SSH Timing: Entropy & Info Gain • Investigators calculate the information gain from keystroke latency to be a maximum of 1.2 bits of information per character pair. • Assuming that the character pair is selected from the keyboard uniformly and at random. • Investigators postulate that information gain will be more for english text since the entropy of english text is lower than the random passwords chosen in this research.
SSH Timing: Markov Model • Now what?
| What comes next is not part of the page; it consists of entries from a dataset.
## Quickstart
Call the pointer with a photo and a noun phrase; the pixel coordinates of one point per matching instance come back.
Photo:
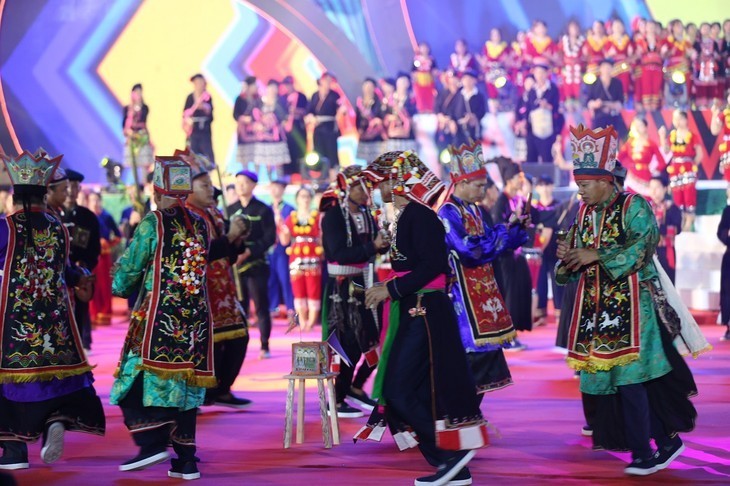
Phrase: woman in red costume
(686, 150)
(305, 258)
(423, 74)
(594, 49)
(621, 50)
(571, 75)
(641, 157)
(649, 75)
(494, 62)
(721, 126)
(677, 51)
We have a mess of overlapping keystroke latency data. • The investigators use a “Markov Model” combined with keystroke latencies to predict the typed keystroke pairs. • Generally, a Markov Model says that the probability of moving to the next state depends only on the current state (not any of the previous states in the chain).
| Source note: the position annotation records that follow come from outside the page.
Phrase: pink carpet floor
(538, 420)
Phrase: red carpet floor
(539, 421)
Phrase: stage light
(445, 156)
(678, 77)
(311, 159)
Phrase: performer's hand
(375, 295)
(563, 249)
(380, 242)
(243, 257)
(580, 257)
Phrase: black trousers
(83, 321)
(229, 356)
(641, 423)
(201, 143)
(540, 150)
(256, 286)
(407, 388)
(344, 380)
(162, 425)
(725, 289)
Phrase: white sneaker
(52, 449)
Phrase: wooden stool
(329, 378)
SSH Timing: Markov Model • In the context of this research, the “state” of the Markov model is the keypair that was entered. • So Markov rephrased in context: the probability that keypair qnext is going to be entered is based solely on the fact that keypair q was entered. • Keypresses that occurred up to keypair q will not influence the probability that keypair qnext will be entered.
SSH Timing: Hidden Markov Model • Investigators cannot see the keypairs: this is SSH. • All the investigators can measure is keystroke latency (which is indirectly measured by packet deltas). • Hidden Markov is where the state (keystroke pair) cannot be measured directly. • A property of the state (keystroke latency) is observed instead , by which you can probabilistically determine the hidden state (keystroke pair).
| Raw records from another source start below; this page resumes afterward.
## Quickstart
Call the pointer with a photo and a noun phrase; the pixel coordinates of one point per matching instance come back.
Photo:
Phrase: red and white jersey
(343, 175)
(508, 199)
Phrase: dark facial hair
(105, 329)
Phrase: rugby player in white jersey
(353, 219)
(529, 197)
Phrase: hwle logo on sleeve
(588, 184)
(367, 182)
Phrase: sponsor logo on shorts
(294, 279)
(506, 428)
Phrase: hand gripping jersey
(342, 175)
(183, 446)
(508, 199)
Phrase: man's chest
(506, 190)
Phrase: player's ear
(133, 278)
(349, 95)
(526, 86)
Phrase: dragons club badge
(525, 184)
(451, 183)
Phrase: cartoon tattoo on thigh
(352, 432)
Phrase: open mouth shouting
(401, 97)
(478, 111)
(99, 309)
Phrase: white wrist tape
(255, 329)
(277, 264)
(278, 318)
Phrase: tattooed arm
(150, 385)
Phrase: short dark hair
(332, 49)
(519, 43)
SSH Timing: Hidden Markov Model • The Hidden Markov Model makes an assumption: • The probability of transitioning to the next state is only determined by the current state and is not dependant on previous states that have occurred. • In context: • The probability of the latency distribution for the next character pair is only dependant on the current character pair and not based on any previous character sequences.
SSH Timing: Viterbi algorithm • Authors decide to use the Viterbi algorithm to analyze the keystroke latency data. • The Viterbi algorithm is regularly used to analyze HMM problems. • Is more efficient than calculating the probability for every keystroke pair. • Given a latency y, list in order of decreasing probability the character pair q that is responsible for producing the observed latency.
SSH Timing: n-Viterbi algorithm • Remember the mess? • Based on the fact that digraph latencies have severe overlap, the authors don't think that the Viterbi algorithm will produce the correct keystroke pair. • They modified Viterbi to output the n most likely keystroke pairs: n-Viterbi • Authors hope that the correct keystroke sequence is within the first n possibilities.
SSH Timing: Herbivore • Herbivore is the author's attacking engine. • It sniffs the network for su or login packets and measures packet arrival times. • Packet arrival times are compared to the known digraph latencies obtained during the password keypair HMM training. • The output from Herbivore is a candidate password list. Somewhere on that list is the correct password.
SSH Timing: Herbivore • Attacker must execute an attack using the output from Herbivore. • Dictionary Attack (assuming local access to /etc/shadow) • Brute force (assuming unix host is not configured to lock acct after x failures)
SSH Timing: Herbivore • Authors state that Herbivore reduces the brute force work by a factor of 50. • Herbivore gleaned 0.8 bits of information per character pair vs. a theoretical maximum of 1.2 bits. • Attribute difference to differences in distributions between training data and observed data. • Authors state that one users training data can be used for another users unknown timing data.
SSH Timing: Herbivore • Herbivore's effectiveness
Responses to the paper • Multiple parties responded to the data presented in the paper.
Latency • 4 UVA students, Mike Hogye, Thad Hughes, Josh Sarfaty and Joe Wolf, responded to this paper in Fall 2001. • They raise many issues, the most important of which is the issue of latency, which the paper depends upon.